Okay, so I'm a Bad Mother. Not entirely, The Daughter's school lunch is made, her clothes for her first day back at school are laid out (with clean knickers), all her stationery has been purchased (even the 10 toilet rolls that were on the list, although The Armpit thought it a bright idea to distribute those around the house) - hell, I've even chosen and set aside, next to her hairbrush, which clips and hairbands she'll be wearing. And it must be noted that she was fed, bathed, story read, and fast asleep before the clock struck 7.30. That's pretty effing good going.
It's just the one thing I forgot.
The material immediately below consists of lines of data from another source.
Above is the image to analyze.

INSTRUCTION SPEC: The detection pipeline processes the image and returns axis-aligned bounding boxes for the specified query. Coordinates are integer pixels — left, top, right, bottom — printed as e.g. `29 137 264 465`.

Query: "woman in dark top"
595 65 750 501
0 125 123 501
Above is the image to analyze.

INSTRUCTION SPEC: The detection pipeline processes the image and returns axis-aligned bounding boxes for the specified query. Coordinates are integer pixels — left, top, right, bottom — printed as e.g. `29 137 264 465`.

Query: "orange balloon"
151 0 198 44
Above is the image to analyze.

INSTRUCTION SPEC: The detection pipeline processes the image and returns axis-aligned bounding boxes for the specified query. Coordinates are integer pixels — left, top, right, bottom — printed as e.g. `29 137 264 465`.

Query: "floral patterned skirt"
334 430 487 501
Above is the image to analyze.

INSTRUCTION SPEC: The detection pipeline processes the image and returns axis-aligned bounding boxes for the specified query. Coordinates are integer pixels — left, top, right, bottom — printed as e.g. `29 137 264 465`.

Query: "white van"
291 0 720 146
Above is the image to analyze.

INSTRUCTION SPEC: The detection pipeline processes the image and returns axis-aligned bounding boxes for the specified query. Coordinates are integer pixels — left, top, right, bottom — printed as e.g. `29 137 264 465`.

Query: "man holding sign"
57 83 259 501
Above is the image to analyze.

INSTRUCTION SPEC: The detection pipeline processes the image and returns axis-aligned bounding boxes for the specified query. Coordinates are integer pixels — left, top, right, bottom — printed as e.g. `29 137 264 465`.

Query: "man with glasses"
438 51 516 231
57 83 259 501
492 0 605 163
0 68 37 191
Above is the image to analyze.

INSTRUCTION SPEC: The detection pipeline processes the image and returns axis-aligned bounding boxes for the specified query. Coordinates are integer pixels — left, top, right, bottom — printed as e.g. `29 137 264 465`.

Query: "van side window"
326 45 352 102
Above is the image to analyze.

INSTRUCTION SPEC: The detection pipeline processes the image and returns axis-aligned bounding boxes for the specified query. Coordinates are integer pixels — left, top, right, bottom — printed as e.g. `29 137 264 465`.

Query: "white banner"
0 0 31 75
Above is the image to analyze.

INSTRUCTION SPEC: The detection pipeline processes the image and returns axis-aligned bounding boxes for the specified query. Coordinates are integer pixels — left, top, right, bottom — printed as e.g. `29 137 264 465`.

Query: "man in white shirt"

You see, apparently it's important that children have bags in which to place things like lunch (made), change of clothes (clean, ironed, selected, placed on bed), sunblock (left over from holiday, although has her name written on it) and sunhat (a styling one it is too).
It's not that I am The World's Absolutely Worst Mother Ever, but I just didn't think. She has in the vicinity of 43 million school bags at our home. But we're not at our home, are we? Nope. We're babysitting Grandpa (fat lot of good we're doing there - I was so excited that The Daughter went to bed on time, and that my blog has had 3 000 hits, that I opened up a beer, and chased it down with two more so he had to cook.).
The Home of the Parental Unit is my dumping ground. There are more of my belongings in spare room cupboards and drawers than in my actual home. So I thought, "Hmmmmm ... the chances are high that there's a school bag of The Daughter's floating around here".
Well, I was wrong. But I did happen upon some Memory Lane clothing that, if I kept hidden from the world, would feel like a dirty secret. It is dirty. But having this knowledge on my own is killing me. Have a heart, read on.
Look at these peaches I found:
I wore the ACDC shirt. OFTEN.
Stop judging. I know you owned mustard jeans. Or wore three-quarter straight leg pants with XL sized floral button up shirts when you were actually a size XS. I know you did it, okay?
I would like to go and develop a tik habit now to deal with this mortification.